Она повела плечами, как бы отряхиваясь от неожиданной встречи, и зашагала прочь прежней походкой. Вечерняя мгла начала уже смыкаться за ее спиной, когда Эфрон спохватился:

— Вера!

Она остановилась, обернулась. Уже далекая.

— Вера, приходи завтра на вечер Марины. В семь!

Она молча повернулась и исчезла в тумане.

— Фантастика. — возбужденно обратился Эфрон к Болевичу. — Париж — неминуемый город. Всегда встретишь кого-нибудь…

— Да, — уронил Болевич. — Кого-нибудь да встретишь. Ты закончил? Поехали…

* * *

Маленький зал, где Марина читала, был набит до отказа; электрический свет теснился среди людей так, словно был толстяком, приглашенным бесплатно, и теперь искал свободное местечко, где бы приткнуться. Дым витал повсюду, дым питал легкие, пропитывал волосы, одежду и тоже выглядел одушевленным; впрочем, физиономия его была неприятная, и тонкие, неопределенные его пальцы то и дело обвивались вокруг шей с явным намерением удушить.

Марина стояла — отдельная от всех и все же неуловимо принадлежащая толпе. Эфрон наблюдал за ней с восторженностью и тревогой. Он знал это ее давнее свойство: она не могла жить не на людях, но, оказавшись среди скопища народу, тотчас ощущала себя у позорного столба. Выставленной на позор, то есть на зрелище.

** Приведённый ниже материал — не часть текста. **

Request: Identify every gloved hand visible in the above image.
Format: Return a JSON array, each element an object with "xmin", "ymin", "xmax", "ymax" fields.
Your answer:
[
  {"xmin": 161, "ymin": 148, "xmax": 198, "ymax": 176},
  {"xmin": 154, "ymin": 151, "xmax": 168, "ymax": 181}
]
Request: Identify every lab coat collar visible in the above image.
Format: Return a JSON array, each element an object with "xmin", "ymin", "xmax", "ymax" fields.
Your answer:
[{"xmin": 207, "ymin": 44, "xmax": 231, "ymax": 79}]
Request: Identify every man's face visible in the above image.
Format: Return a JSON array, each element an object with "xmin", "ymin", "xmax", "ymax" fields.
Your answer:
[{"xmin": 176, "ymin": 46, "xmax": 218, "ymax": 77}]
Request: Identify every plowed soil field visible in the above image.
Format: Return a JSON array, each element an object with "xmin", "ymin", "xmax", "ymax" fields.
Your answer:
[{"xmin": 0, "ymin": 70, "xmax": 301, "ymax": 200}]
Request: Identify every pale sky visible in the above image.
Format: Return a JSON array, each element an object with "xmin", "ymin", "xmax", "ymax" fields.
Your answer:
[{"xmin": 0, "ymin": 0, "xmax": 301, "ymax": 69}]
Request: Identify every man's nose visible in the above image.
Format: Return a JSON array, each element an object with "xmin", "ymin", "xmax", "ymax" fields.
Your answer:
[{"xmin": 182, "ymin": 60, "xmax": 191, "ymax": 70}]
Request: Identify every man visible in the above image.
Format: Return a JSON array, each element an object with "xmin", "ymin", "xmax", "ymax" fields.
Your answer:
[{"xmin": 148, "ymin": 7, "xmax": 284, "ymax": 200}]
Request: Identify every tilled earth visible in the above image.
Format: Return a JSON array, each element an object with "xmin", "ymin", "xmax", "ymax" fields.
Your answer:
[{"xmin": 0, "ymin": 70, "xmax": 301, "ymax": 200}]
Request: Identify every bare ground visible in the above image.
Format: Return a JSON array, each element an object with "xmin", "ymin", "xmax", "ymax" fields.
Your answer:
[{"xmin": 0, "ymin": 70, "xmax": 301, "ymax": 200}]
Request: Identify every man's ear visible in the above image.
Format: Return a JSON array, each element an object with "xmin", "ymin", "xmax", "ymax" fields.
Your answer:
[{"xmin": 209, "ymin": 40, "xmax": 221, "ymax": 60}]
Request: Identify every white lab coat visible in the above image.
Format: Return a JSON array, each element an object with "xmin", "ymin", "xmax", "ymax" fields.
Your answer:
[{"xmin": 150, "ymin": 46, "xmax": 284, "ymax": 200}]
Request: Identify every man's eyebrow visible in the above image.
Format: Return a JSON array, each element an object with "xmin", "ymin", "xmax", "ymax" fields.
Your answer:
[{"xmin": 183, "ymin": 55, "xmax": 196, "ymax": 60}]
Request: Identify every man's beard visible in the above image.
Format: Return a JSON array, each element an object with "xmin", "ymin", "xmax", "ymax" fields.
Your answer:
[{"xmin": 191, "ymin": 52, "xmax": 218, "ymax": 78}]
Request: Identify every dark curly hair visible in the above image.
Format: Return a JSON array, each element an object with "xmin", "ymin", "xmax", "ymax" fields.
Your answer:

В ярком свете, ее заливающем, хорошо заметна была главная прелесть ее внешности: смуглый оттенок кожи при очень светлых крыжовенных глазах и светлых волосах.

Когда в юности кто-нибудь вздумывал восхититься ее наружностью, она оскорблялась: как? посмели заметить ТЕЛО? восторгаются КОНТЕЙНЕРОМ? ЯЩИКОМ? а как же душа?

Демонстративно радовалась седине, морщинкам.

И все равно оставалась красивой, думал Эфрон. Все равно.

Вперемешку, из-за тесноты, сидели те, кто восхищался ею, и те, кто пришел посвистеть, поиздеваться. Совсем рядом он услышал, как кто-то говорил кому-то:

— А вы, стало быть, знаетесь с Цветаевой?

— Да, знаюсь, ну и что с того? — огрызался второй.

Первый снисходительно хохотнул:

— Как она не устанет греметь и подымать на плечи эпоху!..

И совсем тихий голос:

— Нищая ведь, как мы, а с царскими замашками…

— Царь-дура…

Эфрон молчал, стараясь не вмешиваться. Он знал, что скандал еще сегодня будет, но не в самом же начале вечера!

В Париже было немало русских, которым больше всего на свете хотелось обрести покой, уют — особенно после пережитого. Они отвергали «игру внешними приемами, звуковыми и образными». Они называли себя «Парижской нотой» — эти молодые поэты, выражавшие в своем «негромком» творчестве изначальную усталость поколения, острую жалость к себе, к миру творческих людей вообще.